A sensatez no campo da educação começa a ser revelada pelos estudantes de vários estados brasileiros. O BBC News (10 agosto 2020) conversou com diversos e, segundo pensam a educação a distância, deveria ser “pensada com seriedade, não como paliativo ou improviso, como estamos fazendo, de qualquer maneira". Muitos estão chegando ao ponto de preferir a reprovação: “Não é que vou tomar bomba, eu só vou realmente fazer meu terceiro ano, ano que vem. Aprender de verdade para ter condições de fazer um Enem decente, digno". "Se eles não cancelarem essas aulas, eu vou reprovar de propósito. Não dá, mano, tá impossível estudar via internet". "No caso, não seria reprovar, seria fazer mesmo o segundo ano. A gente não está fazendo o segundo ano, nem sei o que a gente está fazendo. Todos os meus amigos estão com dificuldade, todos reclamam, ninguém está entendendo nada das matérias".
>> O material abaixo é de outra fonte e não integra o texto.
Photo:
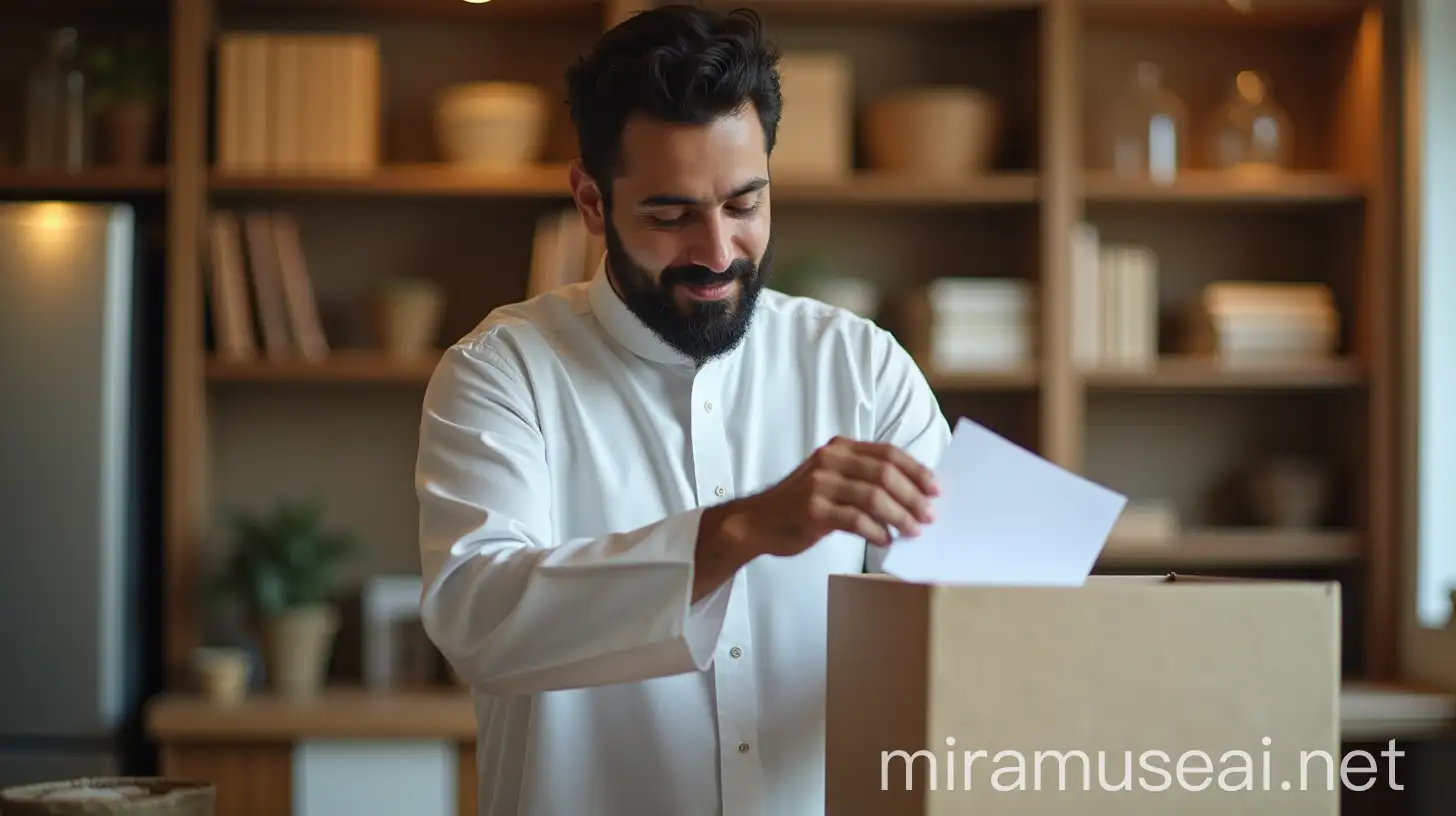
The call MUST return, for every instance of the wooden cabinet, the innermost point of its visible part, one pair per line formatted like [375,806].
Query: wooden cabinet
[345,752]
Não fossem as razões de sobrevivência das instituições particulares de ensino básico e superior, o melhor que poderia ser feito seria declarar inexistente o período letivo de 2020 até a suspensão do isolamento social. Nestas “grandes férias” escolares o MEC coordenaria a retomada das aulas presenciais sem prejuízos para os estudantes, desenvolveria plataforma digital para ações emergenciais e coordenadas e proporia um calendário acadêmico nacional para todos os estudantes de forma a garantir os seus prazos de conclusão e a aquisição de conteúdos de qualidade. As universidades, por sua vez, teriam tempo para debater o oferecimento de ensino remoto e desenvolver propostas de uma pedagogia para o século XXI.
Mas isto, dependeria de vontade político-social, o que parece não estar na agenda de preocupações do atual governo federal: ele prefere passeios de moto e helicóptero nos finais de semana, assistir a partidas de futebol, oferecer comprimidos de cloroquina às emas do Palácio da Alvorada e demonstrar nenhuma compaixão para com as famílias das vítimas da Covid-19.
Este ano, 2020, não tenho muita dúvida, entrará para a História, como sendo o ano que não vai à escola!
* Este é um artigo de opinião, de responsabilidade do autor, e não reflete a opinião do Brasil 247.